Dieses Gewirr aus familiären Konflikten und politischen Einflüssen hat sicherlich nicht zur Gelassenheit in den Führungsgremien des Volkswagen-Konzerns beigetragen. Hinzu kommen oft toxische Managementpraktiken.

Eine toxische Führungskultur

Gewiss beeinflusst von familiären Rivalitäten und der hemmungslosen Arroganz, die Nummer eins der Welt geworden zu sein, erlebte die Führungskultur von Volkswagen während der Ära von Ferdinand Piëch einen Abschwung, den man als toxisch bezeichnen könnte.

Bekannt für seine Unnachgiebigkeit, seinen Ehrgeiz und seinen Autoritarismus, entließ Ferdinand Piëch häufig Beamte, die er für unzureichend effizient hielt. Er sagt sogar, dass seine Lieblingsantwort, wenn ein Untergebener ihn vor ein Problem stellte, das er nicht lösen konnte, war: „Ich kenne den Namen Ihres Nachfolgers…“. Er hat nie gezögert, diese Drohung wahr zu machen, was erklären könnte, warum bestimmte Manager, insbesondere während der Dieselgate-Affäre, leichtsinnige Risiken eingegangen sind. Wie dem auch sei, diese Kultur der Angst hat die mittlerweile unerlässliche Befragung sicherlich nicht erleichtert.
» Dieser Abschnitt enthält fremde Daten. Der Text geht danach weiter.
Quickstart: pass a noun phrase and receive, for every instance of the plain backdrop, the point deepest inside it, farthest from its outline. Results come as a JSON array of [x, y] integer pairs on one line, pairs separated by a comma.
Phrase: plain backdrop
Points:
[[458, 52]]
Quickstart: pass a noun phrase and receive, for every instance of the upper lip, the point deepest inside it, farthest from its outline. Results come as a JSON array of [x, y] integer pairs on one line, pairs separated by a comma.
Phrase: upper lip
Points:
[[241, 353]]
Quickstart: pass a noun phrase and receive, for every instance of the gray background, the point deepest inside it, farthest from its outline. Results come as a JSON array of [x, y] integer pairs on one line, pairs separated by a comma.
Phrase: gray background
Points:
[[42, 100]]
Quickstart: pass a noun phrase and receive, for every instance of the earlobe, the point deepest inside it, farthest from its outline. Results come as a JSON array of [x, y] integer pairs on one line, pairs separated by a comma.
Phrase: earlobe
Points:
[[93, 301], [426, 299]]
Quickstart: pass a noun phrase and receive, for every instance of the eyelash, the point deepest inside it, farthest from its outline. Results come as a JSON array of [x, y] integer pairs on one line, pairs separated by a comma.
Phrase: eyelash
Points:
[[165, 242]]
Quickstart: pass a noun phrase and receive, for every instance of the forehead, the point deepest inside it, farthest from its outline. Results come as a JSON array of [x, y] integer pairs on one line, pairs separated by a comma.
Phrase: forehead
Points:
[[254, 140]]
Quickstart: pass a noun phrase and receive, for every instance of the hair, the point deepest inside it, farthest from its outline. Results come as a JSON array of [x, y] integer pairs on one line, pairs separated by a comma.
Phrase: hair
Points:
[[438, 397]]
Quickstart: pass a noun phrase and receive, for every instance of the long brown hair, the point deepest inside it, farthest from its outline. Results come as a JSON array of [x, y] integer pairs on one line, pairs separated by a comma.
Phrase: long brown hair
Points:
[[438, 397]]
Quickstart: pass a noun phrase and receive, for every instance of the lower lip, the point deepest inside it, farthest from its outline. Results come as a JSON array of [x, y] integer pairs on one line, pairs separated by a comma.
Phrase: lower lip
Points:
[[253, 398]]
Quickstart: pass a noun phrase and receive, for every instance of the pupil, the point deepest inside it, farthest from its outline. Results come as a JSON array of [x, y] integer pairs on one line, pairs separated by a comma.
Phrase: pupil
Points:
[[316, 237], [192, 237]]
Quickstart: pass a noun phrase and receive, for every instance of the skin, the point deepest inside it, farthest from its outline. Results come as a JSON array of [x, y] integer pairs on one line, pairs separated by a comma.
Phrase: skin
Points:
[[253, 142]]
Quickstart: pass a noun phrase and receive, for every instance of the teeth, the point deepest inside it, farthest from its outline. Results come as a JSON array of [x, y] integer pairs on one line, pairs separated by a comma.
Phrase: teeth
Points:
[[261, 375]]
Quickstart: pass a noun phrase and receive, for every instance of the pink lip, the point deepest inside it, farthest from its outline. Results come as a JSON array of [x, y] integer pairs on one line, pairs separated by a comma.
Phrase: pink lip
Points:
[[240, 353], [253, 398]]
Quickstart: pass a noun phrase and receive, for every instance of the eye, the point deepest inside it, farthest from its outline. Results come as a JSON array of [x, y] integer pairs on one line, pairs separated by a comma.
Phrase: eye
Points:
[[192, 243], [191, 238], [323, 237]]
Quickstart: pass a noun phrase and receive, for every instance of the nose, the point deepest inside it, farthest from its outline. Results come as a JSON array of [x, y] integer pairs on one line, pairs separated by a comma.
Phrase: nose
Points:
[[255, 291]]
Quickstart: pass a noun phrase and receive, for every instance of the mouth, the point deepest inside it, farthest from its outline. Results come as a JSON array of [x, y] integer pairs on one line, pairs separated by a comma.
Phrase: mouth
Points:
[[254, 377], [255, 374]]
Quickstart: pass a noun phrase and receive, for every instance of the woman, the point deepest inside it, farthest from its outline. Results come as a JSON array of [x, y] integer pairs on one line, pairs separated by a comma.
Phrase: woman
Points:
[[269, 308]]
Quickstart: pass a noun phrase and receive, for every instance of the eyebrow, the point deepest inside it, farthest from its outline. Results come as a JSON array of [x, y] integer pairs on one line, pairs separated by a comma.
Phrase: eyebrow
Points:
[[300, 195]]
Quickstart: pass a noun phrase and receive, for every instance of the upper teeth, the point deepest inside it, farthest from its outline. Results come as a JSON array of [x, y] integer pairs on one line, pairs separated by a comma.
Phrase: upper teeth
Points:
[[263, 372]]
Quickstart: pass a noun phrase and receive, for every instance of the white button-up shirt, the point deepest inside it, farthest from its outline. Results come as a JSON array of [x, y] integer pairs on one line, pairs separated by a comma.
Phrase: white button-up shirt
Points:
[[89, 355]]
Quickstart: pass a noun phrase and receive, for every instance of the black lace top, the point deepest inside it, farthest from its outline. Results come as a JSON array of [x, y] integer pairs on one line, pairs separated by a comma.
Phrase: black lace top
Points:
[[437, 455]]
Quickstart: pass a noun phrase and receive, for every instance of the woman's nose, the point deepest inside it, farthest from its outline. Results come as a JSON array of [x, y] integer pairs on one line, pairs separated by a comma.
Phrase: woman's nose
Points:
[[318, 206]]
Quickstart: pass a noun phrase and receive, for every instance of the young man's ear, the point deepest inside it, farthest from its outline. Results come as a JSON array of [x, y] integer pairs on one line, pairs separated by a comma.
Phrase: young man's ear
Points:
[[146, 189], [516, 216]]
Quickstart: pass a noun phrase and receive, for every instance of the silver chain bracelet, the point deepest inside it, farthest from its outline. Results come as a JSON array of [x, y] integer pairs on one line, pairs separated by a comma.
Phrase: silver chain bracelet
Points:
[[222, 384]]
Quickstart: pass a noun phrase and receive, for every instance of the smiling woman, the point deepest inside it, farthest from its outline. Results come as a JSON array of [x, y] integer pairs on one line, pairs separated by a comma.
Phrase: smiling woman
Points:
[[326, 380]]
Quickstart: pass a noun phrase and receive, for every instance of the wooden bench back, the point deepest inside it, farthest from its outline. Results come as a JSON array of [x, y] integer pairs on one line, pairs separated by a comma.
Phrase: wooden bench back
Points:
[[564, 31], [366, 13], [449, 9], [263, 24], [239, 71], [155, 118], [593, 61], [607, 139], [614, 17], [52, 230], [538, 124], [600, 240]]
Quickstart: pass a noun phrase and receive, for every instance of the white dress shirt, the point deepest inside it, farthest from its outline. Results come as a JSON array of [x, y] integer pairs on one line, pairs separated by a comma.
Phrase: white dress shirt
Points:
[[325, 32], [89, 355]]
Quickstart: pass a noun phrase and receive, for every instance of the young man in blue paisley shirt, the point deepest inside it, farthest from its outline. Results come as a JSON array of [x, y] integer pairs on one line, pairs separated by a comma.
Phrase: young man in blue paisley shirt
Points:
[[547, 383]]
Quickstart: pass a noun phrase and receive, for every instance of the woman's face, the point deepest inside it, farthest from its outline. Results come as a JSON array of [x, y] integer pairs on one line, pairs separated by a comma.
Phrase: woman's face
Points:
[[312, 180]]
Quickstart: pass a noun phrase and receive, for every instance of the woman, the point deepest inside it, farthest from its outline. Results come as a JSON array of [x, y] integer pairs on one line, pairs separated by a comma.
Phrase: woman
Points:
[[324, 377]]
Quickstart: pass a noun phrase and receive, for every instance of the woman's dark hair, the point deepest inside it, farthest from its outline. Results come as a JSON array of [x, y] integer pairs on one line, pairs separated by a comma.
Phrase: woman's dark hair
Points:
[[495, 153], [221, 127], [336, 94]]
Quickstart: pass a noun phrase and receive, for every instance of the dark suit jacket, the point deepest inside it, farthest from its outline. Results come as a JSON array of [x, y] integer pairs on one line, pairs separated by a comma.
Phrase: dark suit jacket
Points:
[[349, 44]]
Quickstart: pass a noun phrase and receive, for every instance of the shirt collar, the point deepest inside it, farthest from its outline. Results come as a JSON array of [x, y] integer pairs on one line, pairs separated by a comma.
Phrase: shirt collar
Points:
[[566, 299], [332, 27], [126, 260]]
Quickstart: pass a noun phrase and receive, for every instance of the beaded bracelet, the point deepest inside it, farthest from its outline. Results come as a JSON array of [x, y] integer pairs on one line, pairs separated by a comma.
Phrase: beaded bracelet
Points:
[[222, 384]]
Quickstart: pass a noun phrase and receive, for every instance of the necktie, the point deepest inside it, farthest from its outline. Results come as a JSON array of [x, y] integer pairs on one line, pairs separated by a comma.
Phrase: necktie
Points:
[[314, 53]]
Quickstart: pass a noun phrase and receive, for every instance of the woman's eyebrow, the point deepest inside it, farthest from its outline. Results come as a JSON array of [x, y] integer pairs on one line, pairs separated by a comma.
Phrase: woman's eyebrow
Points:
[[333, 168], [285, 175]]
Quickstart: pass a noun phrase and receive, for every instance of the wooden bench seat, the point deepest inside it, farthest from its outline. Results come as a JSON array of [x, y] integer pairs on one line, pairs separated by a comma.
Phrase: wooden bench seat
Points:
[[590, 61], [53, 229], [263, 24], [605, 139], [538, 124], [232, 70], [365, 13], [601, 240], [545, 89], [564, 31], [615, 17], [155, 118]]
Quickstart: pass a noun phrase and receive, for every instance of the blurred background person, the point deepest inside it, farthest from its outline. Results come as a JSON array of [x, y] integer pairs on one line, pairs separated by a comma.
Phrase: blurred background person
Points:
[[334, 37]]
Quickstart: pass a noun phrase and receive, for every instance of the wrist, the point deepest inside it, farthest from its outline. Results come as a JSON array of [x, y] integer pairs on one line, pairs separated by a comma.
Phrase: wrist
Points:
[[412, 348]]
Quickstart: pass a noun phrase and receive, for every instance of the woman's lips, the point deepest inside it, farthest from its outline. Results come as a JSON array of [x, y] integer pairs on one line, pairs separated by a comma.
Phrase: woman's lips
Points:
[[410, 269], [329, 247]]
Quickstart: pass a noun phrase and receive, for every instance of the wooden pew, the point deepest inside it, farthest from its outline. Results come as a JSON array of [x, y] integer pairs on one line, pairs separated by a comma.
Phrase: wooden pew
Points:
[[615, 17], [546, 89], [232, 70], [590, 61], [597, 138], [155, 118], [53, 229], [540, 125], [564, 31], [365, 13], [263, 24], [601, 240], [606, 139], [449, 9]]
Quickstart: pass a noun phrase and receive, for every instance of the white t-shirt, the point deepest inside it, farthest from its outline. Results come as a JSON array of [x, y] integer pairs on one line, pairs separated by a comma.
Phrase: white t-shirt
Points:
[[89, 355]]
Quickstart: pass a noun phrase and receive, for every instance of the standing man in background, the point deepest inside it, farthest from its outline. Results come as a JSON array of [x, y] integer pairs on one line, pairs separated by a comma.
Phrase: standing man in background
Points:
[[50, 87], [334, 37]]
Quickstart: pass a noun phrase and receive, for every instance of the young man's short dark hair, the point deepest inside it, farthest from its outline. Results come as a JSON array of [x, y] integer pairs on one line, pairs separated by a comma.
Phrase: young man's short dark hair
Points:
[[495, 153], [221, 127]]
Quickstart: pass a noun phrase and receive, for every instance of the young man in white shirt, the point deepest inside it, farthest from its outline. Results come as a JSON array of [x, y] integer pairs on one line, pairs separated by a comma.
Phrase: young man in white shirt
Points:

Wir können auch feststellen, dass seit der Dieselgate-Affäre mehrere Vorstandsvorsitzende des Konzerns die Entstehung einer neuen, stärker dezentralen Unternehmenskultur gefordert haben, die die Meinungsäußerung befürwortet und sogar Whistleblower ermutigt. Allerdings ist der Wandel einer Kultur sicherlich eine der schwierigsten Führungsaufgaben überhaupt, und es ist nicht die Dringlichkeit, in der sich Volkswagen jetzt befindet, die es ihm erlaubt, dies mit Gelassenheit zu tun.

Wie sieht insgesamt die Zukunft von Volkswagen aus? Der Zusammenbruch seines chinesischen Glücksfalls, sein mangelnder Erfolg im Stromsektor, die immer noch unvollständigen Folgen des Dieselgate, seine kolossale Verschuldung, die notwendige Überarbeitung seiner Kultur, seiner Strategie und seiner Governance sind Hindernisse, die geradezu gigantisch sind.

Doch so wie ein ehemaliger General-Motors-Manager in den 1950er Jahren sagte: „Was gut für GM ist, ist gut für Amerika“, können wir davon ausgehen, dass Deutschland Volkswagen, das dank seines Erfolgs – aber auch aufgrund seiner Widersprüche – niemals zu einem ein echter deutscher Mythos.